Tuesday, September 16, 2008

Symonds declares to continue playing




Andrew Symonds: "I'm looking forward to the challenge of taking up cricket again for my club, state and country, hopefully"
 
Andrew Symonds has confirmed he wants to fight back into the Australia side after what he conceded was irresponsible behaviour that led to him being cut from the squad in Darwin last month. Symonds joined his Queensland team-mates at training in Brisbane on Tuesday and declared his intentions to return to top-level cricket.
"I'm going through the process of trying to improve and become not only a better cricketer but a better person," Symonds said. "I'm looking forward to the challenge of taking up playing cricket again for my club, state and country, hopefully." 
Symonds was unable to say when he would play again but he admitted his attitude over the past few months had been far from ideal. It was the first time Symonds had spoken publicly since he was sent home from Darwin, where he went fishing when he should have been at a team meeting.
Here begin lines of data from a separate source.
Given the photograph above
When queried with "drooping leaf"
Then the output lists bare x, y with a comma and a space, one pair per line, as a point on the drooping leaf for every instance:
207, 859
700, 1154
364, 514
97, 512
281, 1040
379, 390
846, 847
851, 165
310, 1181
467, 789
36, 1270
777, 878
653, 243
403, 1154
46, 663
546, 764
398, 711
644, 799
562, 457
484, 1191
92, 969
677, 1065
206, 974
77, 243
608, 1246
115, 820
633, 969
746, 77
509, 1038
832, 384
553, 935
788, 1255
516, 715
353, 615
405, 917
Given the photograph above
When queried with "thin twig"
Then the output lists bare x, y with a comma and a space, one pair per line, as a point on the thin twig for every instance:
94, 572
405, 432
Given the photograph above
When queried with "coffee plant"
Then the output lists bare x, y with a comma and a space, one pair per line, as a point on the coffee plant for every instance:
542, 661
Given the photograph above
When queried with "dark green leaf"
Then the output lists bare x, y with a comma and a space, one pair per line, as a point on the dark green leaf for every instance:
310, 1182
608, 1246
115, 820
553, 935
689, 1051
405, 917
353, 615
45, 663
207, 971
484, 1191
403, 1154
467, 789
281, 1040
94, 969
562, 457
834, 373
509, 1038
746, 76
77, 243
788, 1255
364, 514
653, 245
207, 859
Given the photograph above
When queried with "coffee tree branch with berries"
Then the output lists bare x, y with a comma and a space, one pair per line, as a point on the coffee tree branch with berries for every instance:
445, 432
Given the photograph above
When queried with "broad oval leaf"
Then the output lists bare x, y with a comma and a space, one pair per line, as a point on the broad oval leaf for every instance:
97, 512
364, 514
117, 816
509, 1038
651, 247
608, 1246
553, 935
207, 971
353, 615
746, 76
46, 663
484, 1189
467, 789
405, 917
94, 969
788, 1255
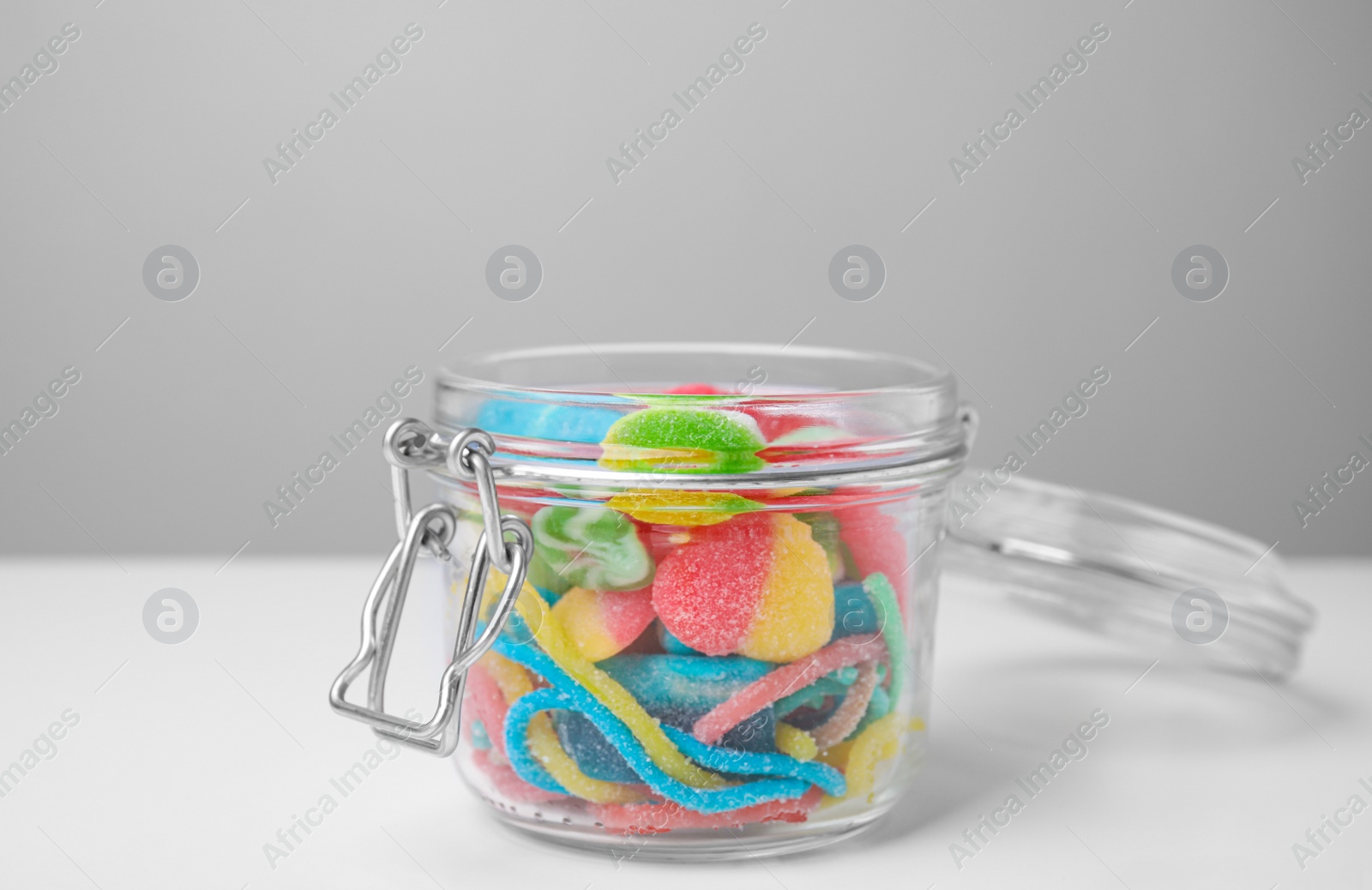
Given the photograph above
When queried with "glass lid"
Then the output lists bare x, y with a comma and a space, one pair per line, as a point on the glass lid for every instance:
1177, 587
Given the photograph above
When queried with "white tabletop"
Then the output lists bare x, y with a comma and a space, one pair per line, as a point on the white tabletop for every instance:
184, 760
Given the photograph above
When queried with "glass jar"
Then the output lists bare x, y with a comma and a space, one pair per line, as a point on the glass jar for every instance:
706, 626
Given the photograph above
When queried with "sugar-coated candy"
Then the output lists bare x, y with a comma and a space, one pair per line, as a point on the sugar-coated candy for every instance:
571, 695
559, 423
758, 586
876, 544
508, 785
592, 750
601, 622
892, 629
662, 818
557, 657
681, 508
590, 547
678, 690
878, 743
854, 610
683, 439
671, 645
848, 713
823, 528
799, 674
512, 683
796, 743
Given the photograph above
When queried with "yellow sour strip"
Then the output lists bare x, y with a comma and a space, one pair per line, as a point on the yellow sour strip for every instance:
549, 634
795, 743
545, 745
877, 743
681, 508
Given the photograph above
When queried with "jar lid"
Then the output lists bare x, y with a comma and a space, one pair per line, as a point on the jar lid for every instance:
1177, 587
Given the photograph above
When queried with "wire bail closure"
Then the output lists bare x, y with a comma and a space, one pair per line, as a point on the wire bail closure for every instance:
411, 445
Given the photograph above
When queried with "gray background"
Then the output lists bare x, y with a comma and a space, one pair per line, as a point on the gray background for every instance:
368, 256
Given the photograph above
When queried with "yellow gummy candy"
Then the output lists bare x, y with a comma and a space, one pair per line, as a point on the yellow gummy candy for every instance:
796, 613
795, 743
681, 508
878, 743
That was the latest in a string of incidents that caused concerns in the Australia squad over his commitment to the team. He conceded the grind of constant touring had taken its toll and he was reluctant to make the Darwin trip after a rare couple of months at home. 
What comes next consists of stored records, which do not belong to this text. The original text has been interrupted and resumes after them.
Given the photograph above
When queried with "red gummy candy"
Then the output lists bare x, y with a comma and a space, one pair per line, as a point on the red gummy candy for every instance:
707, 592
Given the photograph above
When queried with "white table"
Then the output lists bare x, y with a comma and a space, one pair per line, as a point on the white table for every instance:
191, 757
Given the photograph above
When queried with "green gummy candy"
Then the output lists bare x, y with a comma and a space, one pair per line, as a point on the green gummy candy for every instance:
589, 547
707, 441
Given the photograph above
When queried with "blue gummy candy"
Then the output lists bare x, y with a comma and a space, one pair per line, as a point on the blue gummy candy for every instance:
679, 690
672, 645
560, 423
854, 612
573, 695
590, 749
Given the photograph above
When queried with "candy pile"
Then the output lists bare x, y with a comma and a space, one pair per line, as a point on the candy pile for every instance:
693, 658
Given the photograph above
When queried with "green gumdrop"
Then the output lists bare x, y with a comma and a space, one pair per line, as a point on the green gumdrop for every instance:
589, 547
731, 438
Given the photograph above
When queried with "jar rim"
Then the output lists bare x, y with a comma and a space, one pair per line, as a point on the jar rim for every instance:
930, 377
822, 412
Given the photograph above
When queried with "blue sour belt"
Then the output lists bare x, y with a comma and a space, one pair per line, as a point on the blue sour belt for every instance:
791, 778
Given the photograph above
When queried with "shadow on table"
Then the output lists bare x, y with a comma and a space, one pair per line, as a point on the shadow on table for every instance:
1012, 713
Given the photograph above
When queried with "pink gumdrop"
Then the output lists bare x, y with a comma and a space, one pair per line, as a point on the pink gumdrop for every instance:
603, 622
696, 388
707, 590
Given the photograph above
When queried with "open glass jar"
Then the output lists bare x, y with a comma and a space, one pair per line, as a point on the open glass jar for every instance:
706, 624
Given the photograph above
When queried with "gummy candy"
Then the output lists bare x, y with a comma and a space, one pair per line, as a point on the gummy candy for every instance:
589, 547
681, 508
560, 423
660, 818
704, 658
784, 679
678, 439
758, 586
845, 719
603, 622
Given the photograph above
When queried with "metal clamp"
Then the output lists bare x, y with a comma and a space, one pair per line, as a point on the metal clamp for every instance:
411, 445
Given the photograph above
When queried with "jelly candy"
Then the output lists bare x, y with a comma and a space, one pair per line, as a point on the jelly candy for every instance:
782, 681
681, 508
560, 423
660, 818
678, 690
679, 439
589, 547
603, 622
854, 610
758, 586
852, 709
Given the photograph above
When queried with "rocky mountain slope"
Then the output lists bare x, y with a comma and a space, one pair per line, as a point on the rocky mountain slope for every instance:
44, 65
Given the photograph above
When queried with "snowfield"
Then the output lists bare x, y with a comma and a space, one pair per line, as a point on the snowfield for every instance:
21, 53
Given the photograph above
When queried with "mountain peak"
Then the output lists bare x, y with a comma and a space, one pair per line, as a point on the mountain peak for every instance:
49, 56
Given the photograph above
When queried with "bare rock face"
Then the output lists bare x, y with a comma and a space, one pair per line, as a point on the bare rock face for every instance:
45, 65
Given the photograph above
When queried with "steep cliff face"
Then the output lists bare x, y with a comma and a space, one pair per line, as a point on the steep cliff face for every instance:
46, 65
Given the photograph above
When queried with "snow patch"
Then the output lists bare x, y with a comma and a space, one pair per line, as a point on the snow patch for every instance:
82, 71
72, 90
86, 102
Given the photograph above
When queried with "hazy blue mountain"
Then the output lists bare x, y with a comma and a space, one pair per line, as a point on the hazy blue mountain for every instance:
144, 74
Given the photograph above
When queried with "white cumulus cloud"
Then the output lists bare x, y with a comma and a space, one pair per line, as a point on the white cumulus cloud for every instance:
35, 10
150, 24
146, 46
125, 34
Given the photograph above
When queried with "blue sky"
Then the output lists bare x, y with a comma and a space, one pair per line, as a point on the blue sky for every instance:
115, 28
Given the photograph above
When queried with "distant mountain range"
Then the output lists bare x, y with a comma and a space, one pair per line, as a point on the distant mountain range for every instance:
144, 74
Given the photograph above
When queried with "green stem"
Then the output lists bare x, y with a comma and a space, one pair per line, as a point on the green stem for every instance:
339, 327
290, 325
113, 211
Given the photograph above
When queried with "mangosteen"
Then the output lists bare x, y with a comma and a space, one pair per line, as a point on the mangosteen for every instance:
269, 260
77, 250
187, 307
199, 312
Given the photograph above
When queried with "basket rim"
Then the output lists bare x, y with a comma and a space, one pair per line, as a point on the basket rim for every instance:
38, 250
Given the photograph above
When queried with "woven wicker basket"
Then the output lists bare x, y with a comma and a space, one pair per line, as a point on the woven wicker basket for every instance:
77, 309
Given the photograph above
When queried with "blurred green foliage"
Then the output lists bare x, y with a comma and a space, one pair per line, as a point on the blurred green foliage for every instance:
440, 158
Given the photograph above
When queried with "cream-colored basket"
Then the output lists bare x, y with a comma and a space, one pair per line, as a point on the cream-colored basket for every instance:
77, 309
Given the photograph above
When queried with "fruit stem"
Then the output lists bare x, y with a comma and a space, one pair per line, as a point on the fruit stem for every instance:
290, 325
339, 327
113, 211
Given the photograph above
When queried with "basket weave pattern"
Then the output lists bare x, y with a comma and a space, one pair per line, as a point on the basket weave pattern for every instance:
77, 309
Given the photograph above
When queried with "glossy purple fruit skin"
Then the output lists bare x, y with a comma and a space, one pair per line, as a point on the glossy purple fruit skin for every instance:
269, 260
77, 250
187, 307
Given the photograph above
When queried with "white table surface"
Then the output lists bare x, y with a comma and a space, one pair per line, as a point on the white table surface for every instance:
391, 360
Prior to his time off, Symonds was on Australia's two-month tour of the West Indies, when he was fined for missing the team bus one morning. The Australian also reported that in another incident on that trip Symonds had a heated argument with Michael Clarke, the vice-captain, when Clarke found Symonds drinking in a bar with Brian Lara and questioned whether Symonds should have been there.
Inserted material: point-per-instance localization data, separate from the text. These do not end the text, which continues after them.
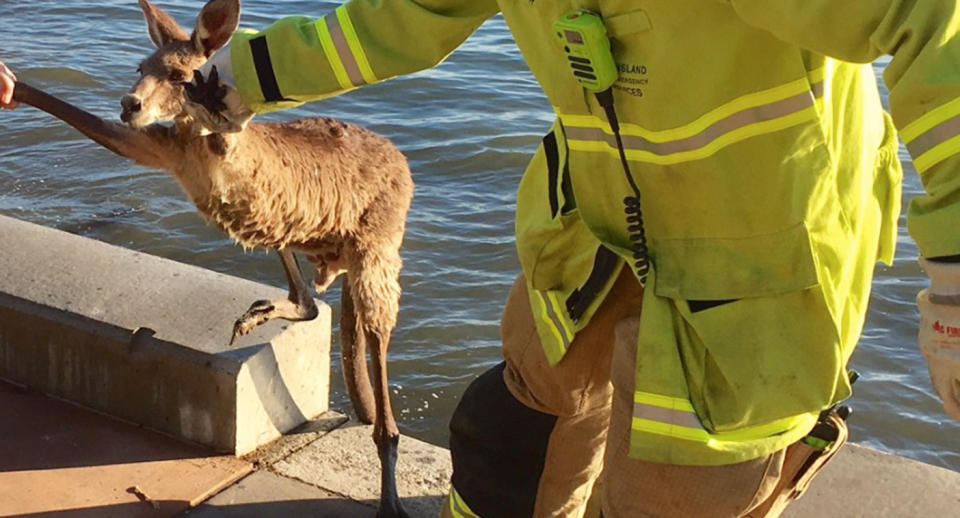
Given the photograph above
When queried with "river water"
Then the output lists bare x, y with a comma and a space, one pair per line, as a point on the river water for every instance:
468, 128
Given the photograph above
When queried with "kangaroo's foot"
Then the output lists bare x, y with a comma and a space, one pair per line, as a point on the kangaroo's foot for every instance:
297, 307
263, 311
390, 504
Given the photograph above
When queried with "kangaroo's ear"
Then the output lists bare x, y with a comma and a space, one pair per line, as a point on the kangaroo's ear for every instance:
161, 26
218, 21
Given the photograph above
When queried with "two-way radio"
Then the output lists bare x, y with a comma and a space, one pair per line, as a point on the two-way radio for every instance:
583, 36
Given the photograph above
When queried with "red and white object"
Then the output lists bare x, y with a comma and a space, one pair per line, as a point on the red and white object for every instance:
939, 338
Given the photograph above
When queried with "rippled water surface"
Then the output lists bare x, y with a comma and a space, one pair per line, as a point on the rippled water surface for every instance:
468, 127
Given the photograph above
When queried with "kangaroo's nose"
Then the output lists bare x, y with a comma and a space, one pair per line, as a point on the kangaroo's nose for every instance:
130, 104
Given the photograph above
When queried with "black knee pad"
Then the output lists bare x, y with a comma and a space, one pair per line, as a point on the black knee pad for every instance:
499, 448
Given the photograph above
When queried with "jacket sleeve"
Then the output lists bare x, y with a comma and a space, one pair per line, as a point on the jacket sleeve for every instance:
923, 78
300, 59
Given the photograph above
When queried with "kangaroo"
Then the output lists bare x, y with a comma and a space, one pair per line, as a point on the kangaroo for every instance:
333, 191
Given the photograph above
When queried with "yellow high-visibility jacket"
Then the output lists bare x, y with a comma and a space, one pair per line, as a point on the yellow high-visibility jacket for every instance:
769, 172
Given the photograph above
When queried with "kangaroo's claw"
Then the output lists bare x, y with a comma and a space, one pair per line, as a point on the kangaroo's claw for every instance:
259, 312
208, 92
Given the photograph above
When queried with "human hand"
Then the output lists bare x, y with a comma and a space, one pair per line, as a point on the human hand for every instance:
7, 83
939, 337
In 2005, Symonds had a much publicised stumble when he turned up on the morning of an ODI in Cardiff under the influence of alcohol. He was 30 at the time and his development as a player in the following years suggested it might have been a career-defining moment. In fact, Symonds said he was too slow to learn from his mistakes. 
Following the Darwin fishing trip, he was told to go home and undertake a Cricket Australia-organised rehabilitation programme so he could reassess his attitude. Symonds did not elaborate on what the process involved, although counselling is believed to be part of Cricket Australia's requirements for him.

Following the decision to stand Symonds down there was speculation that he could permanently walk away from Test cricket and focus solely on his seven-figure IPL deal. Instead, he made a public apology to his team-mates, his family and cricket fans, and said he would not be looking back.